Page 1: Introduction to Basic Function Types

This page introduces fundamental function types including linear, absolute value, and quadratic functions. Each function type is explained with its unique characteristics and graphical representations.

Definition: A linear function is written in the form y = mx + b, where m represents the slope and b represents the y-intercept.

Example: The parent function for linear functions is y = x, which creates a straight line when graphed.

Highlight: Absolute value functions create V-shaped graphs with mirror image properties on either side.

Vocabulary: A parabola is the U-shaped graph formed by quadratic functions.
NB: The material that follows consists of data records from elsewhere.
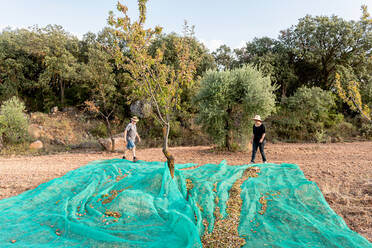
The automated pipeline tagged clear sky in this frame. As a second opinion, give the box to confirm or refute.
[0,0,372,51]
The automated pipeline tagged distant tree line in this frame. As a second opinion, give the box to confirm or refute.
[0,7,372,148]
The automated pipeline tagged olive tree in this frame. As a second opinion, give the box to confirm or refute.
[194,65,277,150]
[109,0,196,177]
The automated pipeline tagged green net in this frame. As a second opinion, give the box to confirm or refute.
[0,159,372,247]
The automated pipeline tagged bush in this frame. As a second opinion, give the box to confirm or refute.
[90,122,108,138]
[0,97,28,144]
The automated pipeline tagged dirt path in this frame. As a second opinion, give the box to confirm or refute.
[0,142,372,241]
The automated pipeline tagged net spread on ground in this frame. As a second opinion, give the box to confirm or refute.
[0,159,372,248]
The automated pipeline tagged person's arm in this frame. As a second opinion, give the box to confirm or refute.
[260,133,266,143]
[260,124,266,143]
[124,129,127,144]
[124,124,130,144]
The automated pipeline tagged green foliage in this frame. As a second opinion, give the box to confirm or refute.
[109,0,199,158]
[194,66,276,149]
[0,97,28,144]
[272,86,343,142]
[89,122,108,138]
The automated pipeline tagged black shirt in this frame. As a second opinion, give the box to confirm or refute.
[253,124,265,143]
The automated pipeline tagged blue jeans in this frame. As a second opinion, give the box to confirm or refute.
[127,139,136,150]
[251,140,266,163]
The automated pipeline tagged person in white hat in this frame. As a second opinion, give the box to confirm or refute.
[123,116,141,162]
[251,115,267,164]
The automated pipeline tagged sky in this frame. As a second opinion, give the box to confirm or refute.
[0,0,372,51]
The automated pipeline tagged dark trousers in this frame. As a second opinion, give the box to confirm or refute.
[251,140,266,162]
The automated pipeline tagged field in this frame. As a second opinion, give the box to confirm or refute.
[0,142,372,241]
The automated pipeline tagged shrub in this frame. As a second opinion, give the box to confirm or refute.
[90,122,108,138]
[0,97,28,144]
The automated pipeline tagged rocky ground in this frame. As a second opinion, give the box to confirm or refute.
[0,142,372,241]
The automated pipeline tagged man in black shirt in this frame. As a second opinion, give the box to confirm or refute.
[251,115,266,164]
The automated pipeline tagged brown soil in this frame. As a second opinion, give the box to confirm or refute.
[0,142,372,241]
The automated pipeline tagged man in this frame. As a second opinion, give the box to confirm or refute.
[123,116,141,162]
[251,115,267,164]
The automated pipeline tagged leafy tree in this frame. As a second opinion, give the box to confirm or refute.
[195,66,276,150]
[109,0,196,177]
[0,96,28,143]
[39,25,79,106]
[280,15,372,89]
[335,73,372,123]
[271,86,343,141]
[149,30,215,127]
[0,29,41,105]
[235,37,299,97]
[83,38,122,148]
[212,45,236,70]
Page 2: Advanced Function Types

The second page delves into square root and cube root functions, expanding on the basic function types introduced earlier.

Definition: Square root functions have the form y = √x and create a flattened curve starting at the origin.
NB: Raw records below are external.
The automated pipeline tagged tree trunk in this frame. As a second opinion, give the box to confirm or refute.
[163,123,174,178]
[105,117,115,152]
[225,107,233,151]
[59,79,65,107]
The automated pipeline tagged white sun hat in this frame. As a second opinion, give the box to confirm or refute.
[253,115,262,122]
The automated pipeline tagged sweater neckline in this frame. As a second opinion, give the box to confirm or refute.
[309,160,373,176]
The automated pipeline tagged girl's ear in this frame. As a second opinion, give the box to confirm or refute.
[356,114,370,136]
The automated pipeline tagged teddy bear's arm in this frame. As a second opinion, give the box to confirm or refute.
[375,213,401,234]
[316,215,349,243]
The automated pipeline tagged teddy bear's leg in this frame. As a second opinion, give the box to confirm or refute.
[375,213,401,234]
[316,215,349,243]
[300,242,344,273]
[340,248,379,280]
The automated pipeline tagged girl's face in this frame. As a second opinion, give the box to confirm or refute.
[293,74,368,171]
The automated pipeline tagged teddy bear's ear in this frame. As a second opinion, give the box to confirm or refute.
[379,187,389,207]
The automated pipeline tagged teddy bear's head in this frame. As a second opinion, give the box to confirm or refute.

Highlight: Square root functions can be viewed as sideways parabolas existing only in the first quadrant.

Example: Cube root functions create an elongated S-shape and have the form y = ³√x.

Pages 6-7: Domain and Range

The final pages focus on domain and range concepts using set notation and practical examples.

Definition: Domain represents all possible x-values, while range represents all possible y-values.

Example: For a square root function with vertex at (4,0), the domain is {x|x ∈ R, x ≥ -4}.

Highlight: Domain and range can be determined by analyzing the graph's behavior and limitations.